Metadata-Version: 2.1
Name: easyloader
Version: 1.0.1
Summary: Easily turn DFs, Arrays, and H5 files into PyTorch DataLoaders.
Author: Michael Peter Dunne
Classifier: Programming Language :: Python :: 3
Classifier: License :: OSI Approved :: MIT License
Description-Content-Type: text/markdown
Requires-Dist: pandas
Requires-Dist: numpy
Requires-Dist: torch
Requires-Dist: h5py

![alt text](http://empede.co.uk/imgrepos/easyloader/easyloader.png? "EasyLoader header")


## The basics

**EasyLoader** provides a set of ready-to-use PyTorch DataSet and DataLoader classes that efficiently load data from a variety of sources.

By introducing various efficiencies and additional functionality, **EasyLoader** can make data access faster by up to an order of magnitude, removing hidden data bottlenecks from model training!

## Usage

Three flavours of `EasyLoader` and `EasyDataset` class are provided.

### Arrays
`ArrayDataset` and `ArrayDataLoader` are for loading from NumPy arrays. The inputted `arrays` can either be a single array or a list of arrays of equal length. Like this:

```
from easyloader.dataset import ArrayDataset
from easyloader.loader import ArrayDataLoader

ds = DFDataset(df, arrays=[array_1, array_2])
X = ds[:10]

dl = DFDataLoader(df, arrays=array_1)
for batch in dl:
    print(batch)
```

### DataFrames
`DFDataset` and `DFDataLoader` are for loading from Pandas DataFrames. The inputted `columns` can be used to specify which columns to extract. Like this:

```
from easyloader.dataset import DFDataset
from easyloader.loader import DFDataLoader

ds = DFDataset(df, columns=[['column_1', 'column_2'], 'column_3'])
X, y = ds[:10]

dl = DFDataLoader(df, columns=['column_1', 'column_2'], batch_size=10)
for batch in dl:
    print(batch)
```

If `columns` is left blank, all columns are used.

### H5 files
`H5Dataset` and`H5DataLoader` for loading from an H5 File. The `keys` attribute can be used to specify one or more keys to load, like this:

```
from easyloader.dataset import H5Dataset
from easyloader.loader import H5DataLoader

ds = H5Dataset(h5_file, keys=['key_1', 'key_2'])
values = ds[:10]

dl = H5DataLoader(h5_file, keys='key_1', batch_size=10)
for batch in dl:
    print(batch)
```

## Shuffling & sampling

Each `EasyDataset` can be shuffled and sampled directly, modifying the index of the underlying dataset. Separate seeds can be specified for each action, by specifying `sample_seed` and `shuffle_seed`.

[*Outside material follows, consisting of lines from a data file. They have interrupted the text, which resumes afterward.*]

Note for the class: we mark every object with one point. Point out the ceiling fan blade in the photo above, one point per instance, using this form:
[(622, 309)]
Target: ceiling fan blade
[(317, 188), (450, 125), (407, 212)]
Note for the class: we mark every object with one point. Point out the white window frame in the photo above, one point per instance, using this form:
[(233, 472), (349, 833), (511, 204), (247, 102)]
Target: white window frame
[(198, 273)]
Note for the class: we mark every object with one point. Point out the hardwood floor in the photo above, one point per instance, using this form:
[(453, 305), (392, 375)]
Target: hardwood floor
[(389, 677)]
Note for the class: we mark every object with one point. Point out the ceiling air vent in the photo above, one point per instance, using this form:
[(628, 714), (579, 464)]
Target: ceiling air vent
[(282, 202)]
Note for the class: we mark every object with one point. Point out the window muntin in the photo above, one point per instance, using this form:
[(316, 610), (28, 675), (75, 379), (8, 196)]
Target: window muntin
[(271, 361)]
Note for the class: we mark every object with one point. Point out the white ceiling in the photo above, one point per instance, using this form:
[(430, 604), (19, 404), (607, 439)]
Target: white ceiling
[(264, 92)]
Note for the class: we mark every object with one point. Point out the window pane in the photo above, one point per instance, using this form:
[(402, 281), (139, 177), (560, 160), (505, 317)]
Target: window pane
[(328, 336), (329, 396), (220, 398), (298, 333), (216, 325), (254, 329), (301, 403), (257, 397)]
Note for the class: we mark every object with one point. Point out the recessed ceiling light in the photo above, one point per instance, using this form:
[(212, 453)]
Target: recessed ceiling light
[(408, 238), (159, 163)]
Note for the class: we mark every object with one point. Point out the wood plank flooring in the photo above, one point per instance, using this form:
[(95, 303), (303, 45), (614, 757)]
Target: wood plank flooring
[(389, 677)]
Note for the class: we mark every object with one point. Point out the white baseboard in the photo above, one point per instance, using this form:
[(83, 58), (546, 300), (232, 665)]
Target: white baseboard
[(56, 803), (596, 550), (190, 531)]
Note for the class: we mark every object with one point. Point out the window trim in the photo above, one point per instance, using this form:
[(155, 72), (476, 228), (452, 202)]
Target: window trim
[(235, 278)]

Datasets can be sampled using `ds.sample(sample_fraction=sample_fraction)`, or sampled on creation using the same argument. This can be useful when restricting to a small subset of the data for protyping.

Datasets can be shuffled using `ds.shuffle()`. In `DataLoaders`, if `shuffle=True` is set, then the data will be shuffled at the beginning of every loop of the data.


## Grains

For H5 files, data is most efficiently loaded when it is contiguous on the disk. When data is shuffled, the chances that any two samples that are adjacent in the batch are also adjacent on the disk is low. To solve this, we use *graining*. Rather then shuffling or sampling fully, we break the data into grains and shuffle/sample those grains [(see this blog post for more info)](https://towardsdatascience.com/reading-h5-files-faster-with-pytorch-datasets-3ff86938cc).

It massively increases the speed of H5 access, generally without affecting model performance. To use graining with any data set, just set the `grain_size` parameter to anything higher than `1`.

For example, graining with `grain_size=10` improved the access speed for this H5 data set 13x: 

![alt text](http://empede.co.uk/imgrepos/easyloader/graining.png? "Graining improves speed of loading data from an H5")

## Keeping track of IDs

It's often useful to keep track of the which sequences were used in each training or testing run.

For this purpose, both `EasyDataset` and `EasyDataLoader` classes have an `ids` attribute:
- For `ArrayDataset`/`ArrayDataLoader`, this is inputted as a list of IDs
- For `DFDataset`/`DFDataLoader`, this also be specified as a column in the H5 file.
- For `H5Dataset`/`H5DataLoader`, this can be specified as a key in the H5 file.

In all cases, the numeric index will be used if this argument is left blank.

The IDs are accessed using `ds.ids` and will update whenever the data is shuffled or sampled. Wow!